Acceptance of permits and certificates
6. Offices reviewing the authenticity and validity of permits and certificates should have the following documents or publications available to them. Some of the information is available on the CITES Web site at http://www.cites.org:
a) the CITES Directory, which provides details of all CITES Management and Scientific Authorities and of the authorities non-Parties have notified to the Secretariat as being competent to issue comparable documents;
b) a copy of the Convention and the most recent edition of Appendices I and II and Appendix III;
c) current Resolutions of the Conference of the Parties to CITES. Resolution Conf. 10.2 relates specifically to permits and certificates but reference will also have to be made to others, for example trade with non-Parties (Resolution Conf. 9.5), definition of primarily commercial purposes (Resolution Conf. 5.10), pre-Convention specimens (Resolution Conf. 5.11), etc.;
d) a copy of valid Notifications to the Parties, especially those relating to export quotas and registered breeding or artificial propagation operations. Notifications relating to such subjects as lost or stolen security stamps, stricter domestic measures and other specific aspects of trade will also be of use and the Secretariat recommends the creation of a file in which valid Notifications relating to permit work can be stored and kept to hand;
e) a current copy of the Checklist of CITES Species.
7. The Secretariat recommends that the following questions be used as a form of checklist when reviewing permits and certificates:
a) Does the document match the specimen document of the issuing country?
b) Is the issuing authority listed in the CITES Directory?
c) Is the document in one of the three working languages of the Convention?
d) Does the signature appear to be that of an authorized person (if known)?
e) Is the issuing authority’s stamp or seal on the document?
f) Does the period of validity comply with the Convention and Resolution Conf. 10.2?
g) Is it clear whether the document is an export permit, import permit, re-export certificate or other form of certificate? Is it appropriate to the type of transaction proposed?
h) If it is a re-export certificate, have the details of the previous re-export certificate or export permit been quoted (date, number and country of issuance)?
i) Have the names and addresses of the exporter and importer been given in sufficient detail?
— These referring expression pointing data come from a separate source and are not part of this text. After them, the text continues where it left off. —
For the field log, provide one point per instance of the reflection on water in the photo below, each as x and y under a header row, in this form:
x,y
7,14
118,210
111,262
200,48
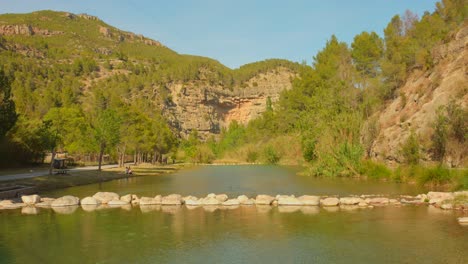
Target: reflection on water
x,y
216,234
233,234
237,180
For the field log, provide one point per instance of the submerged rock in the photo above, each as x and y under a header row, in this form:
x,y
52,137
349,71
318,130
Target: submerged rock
x,y
172,199
209,200
350,200
126,198
149,201
330,201
289,200
117,203
378,200
264,199
31,199
309,200
30,210
67,200
231,202
222,197
90,201
105,197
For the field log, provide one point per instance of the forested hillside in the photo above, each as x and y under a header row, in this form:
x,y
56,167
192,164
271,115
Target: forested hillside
x,y
392,106
87,88
398,100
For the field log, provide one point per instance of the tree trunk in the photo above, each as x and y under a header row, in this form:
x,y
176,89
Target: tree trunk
x,y
101,154
51,167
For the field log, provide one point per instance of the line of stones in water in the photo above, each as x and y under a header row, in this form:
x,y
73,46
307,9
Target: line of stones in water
x,y
442,200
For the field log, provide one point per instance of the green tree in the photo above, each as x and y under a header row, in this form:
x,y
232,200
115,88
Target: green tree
x,y
367,50
107,132
440,136
411,149
8,114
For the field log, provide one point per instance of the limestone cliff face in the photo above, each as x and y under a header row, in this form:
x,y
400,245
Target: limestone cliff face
x,y
198,105
420,97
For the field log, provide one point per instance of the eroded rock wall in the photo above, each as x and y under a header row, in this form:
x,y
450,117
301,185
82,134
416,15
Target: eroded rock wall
x,y
198,105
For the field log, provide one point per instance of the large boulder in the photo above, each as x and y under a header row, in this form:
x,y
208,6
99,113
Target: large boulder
x,y
231,202
135,199
288,200
192,201
439,197
377,200
90,201
67,200
350,200
210,200
330,201
172,199
29,210
106,197
242,198
222,197
126,198
117,203
31,199
150,200
263,199
309,200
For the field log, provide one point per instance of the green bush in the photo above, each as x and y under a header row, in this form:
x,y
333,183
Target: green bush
x,y
271,155
252,156
375,170
410,149
438,175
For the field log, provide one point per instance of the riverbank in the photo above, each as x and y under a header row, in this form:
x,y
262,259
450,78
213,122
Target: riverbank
x,y
76,178
286,203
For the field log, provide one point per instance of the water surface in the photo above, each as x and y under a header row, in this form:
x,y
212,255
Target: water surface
x,y
245,234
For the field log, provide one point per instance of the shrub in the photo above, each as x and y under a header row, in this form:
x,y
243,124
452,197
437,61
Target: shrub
x,y
271,155
375,170
438,175
252,156
439,138
410,149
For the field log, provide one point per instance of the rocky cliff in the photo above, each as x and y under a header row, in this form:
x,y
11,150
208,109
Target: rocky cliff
x,y
207,108
419,98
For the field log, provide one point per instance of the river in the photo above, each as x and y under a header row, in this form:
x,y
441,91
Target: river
x,y
246,234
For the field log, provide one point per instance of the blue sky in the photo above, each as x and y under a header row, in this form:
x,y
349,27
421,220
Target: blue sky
x,y
241,31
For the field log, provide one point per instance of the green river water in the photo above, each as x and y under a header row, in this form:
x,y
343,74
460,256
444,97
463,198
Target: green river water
x,y
245,234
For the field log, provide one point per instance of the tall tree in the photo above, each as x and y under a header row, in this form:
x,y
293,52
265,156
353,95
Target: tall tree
x,y
367,50
8,114
107,132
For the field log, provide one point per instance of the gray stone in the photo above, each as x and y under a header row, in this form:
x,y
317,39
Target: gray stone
x,y
66,200
90,201
263,199
231,202
289,201
31,199
172,199
330,201
105,197
350,200
309,200
126,198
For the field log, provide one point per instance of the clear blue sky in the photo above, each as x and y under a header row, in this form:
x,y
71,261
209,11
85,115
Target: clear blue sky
x,y
239,31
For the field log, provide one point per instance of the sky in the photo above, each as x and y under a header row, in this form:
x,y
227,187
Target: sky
x,y
239,31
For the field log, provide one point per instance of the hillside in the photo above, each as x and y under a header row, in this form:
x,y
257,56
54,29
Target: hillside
x,y
415,108
61,59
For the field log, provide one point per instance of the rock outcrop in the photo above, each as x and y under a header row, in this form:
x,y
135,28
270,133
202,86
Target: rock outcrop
x,y
417,103
199,105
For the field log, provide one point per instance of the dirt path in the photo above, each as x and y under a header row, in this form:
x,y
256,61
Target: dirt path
x,y
42,172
j) Does the document require the applicant’s signature? Is it signed?
k) If the issuing authority uses security stamps, is there a stamp on the document? Has it been cancelled by a signature and stamp or seal? Is the security stamp number correctly quoted on the document?
l) What is the purpose of the transaction? Is it in accordance with the Convention? For example, an import permit authorizing commercial trade in a wild-caught Appendix-I animal would be invalid.
m) Is the source of the specimen(s) specified? Is it compatible with the proposed purpose of the transaction?
n) If the source is given as ‘W’ on an export permit, is the issuing country a range State?
o) Have the scientific names of the species been given?
p) Is the quantity of specimens specified?
q) Is the appendix number specified?
r) If the registration number of a captive-breeding operation is required, is it specified? If the specimens are marked, have numbers or details been given?
s) If the transaction involves live animals, does the document contain a statement that they must be transported in accordance with CITES/IATA guidelines and regulations?
t) Are quota details given? Does the quota correspond to the details given in the Notification to the Parties?
u) Has any alteration, modification or crossing-out on the document been authenticated by a stamp and signature of the issuing authority?
8. If the answer to the last question at any of the points in paragraph 7 above is, 'No', then the document may be technically invalid. If it appears that a simple typographical or administrative error has taken place and there is otherwise no suspicion of fraud, then contact should be made with the issuing authority to resolve the issue.